The move comes after Sanders and Justice Jim Johnson made comments about African American incarceration rates that offended fellow attendees of a recent court meeting.
Here's the Times' unendorsement:
STATE Supreme Court justices Richard Sanders and James Johnson inflamed racial tensions with their remarks that African Americans are overrepresented in the state prison system because they commit more crimes.
How disappointing these two legal minds were unable to offer more thoughtful, nuanced views about racial disparities in the criminal-justice system.
African Americans make up 4 percent of the state population and 20 percent of state prisoners. An impressive body of evidence links the disproportionate numbers to drug-enforcement policies, poverty and racial biases throughout society.
Sanders and Johnson have worked in the judicial system long enough to be informed by these disparities and to know better. They missed by a wide mark an opportunity to lead a broader and smarter discussion.
This page takes the unusual step of withdrawing its endorsement of Sanders. The Seattle Times now supports lawyer Charlie Wiggins, who was a close call in our primary endorsement. We said then that Wiggins was fully qualified to serve on the bench and be a strong voice pushing back against government. At the time, Sanders' support for state public-disclosure laws cinched his endorsement.

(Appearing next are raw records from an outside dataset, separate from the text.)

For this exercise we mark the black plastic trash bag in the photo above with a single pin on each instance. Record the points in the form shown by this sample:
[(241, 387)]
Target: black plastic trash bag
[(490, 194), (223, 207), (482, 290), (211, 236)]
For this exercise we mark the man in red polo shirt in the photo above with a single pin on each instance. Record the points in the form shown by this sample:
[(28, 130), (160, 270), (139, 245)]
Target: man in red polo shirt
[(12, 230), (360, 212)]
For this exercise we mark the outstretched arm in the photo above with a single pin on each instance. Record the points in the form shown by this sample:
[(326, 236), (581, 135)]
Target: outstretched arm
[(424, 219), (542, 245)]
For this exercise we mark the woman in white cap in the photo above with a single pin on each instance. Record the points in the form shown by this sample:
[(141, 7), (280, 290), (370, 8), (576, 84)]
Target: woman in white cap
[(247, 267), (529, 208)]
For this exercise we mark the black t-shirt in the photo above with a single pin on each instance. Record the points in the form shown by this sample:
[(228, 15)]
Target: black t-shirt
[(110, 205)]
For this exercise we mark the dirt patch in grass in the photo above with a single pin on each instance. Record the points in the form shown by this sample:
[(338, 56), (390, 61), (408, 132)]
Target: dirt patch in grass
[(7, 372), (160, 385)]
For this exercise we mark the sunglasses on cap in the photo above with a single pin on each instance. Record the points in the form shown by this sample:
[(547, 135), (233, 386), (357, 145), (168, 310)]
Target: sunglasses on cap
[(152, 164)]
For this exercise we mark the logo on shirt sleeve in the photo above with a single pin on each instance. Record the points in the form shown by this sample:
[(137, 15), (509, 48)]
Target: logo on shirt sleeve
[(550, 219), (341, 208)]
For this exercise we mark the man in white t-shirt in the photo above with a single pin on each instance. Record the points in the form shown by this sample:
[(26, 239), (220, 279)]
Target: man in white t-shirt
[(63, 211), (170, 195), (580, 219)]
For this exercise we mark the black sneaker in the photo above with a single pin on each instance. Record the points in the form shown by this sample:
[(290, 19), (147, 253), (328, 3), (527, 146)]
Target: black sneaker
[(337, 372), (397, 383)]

But Sanders' latest remarks fall upon a trash heap of cringe-worthy conduct the latest for ruling in a public-records case that could have affected a case of his own. In 2008, he called U.S. attorney general Michael Mukasey a "tyrant" to his face. Decades ago, Sanders dressed as a Nazi as a Halloween prank.
Johnson has no challenger and thus is assured another term in next month's election. That does not mean he should escape public censure, it just means there is no one else to vote for.
Sanders's and Johnson's remarks stand out for the starkness of their views after lengthy careers in the justice system. The most damaging assessment that can be made is that the people who know the system best were shocked and dismayed by the two justices' comments.
Kitsap County District Court Judge James Riehl, who was present when the justices made their remarks, says his own 28 years as a judge has provided him with an acute awareness of the barriers to equal treatment in the legal system. Justice Debra Stephens told The Times that Johnson used the phrases "you all" or "you people" when he talked about African Americans and crimes, noting the unfortunate phrase may have made blacks in the audience feel accused.
Bottom line, Sanders and Johnson were insensitive, uninformed and way too casual about an important societal issue. Voters should reject Sanders and vote for Wiggins.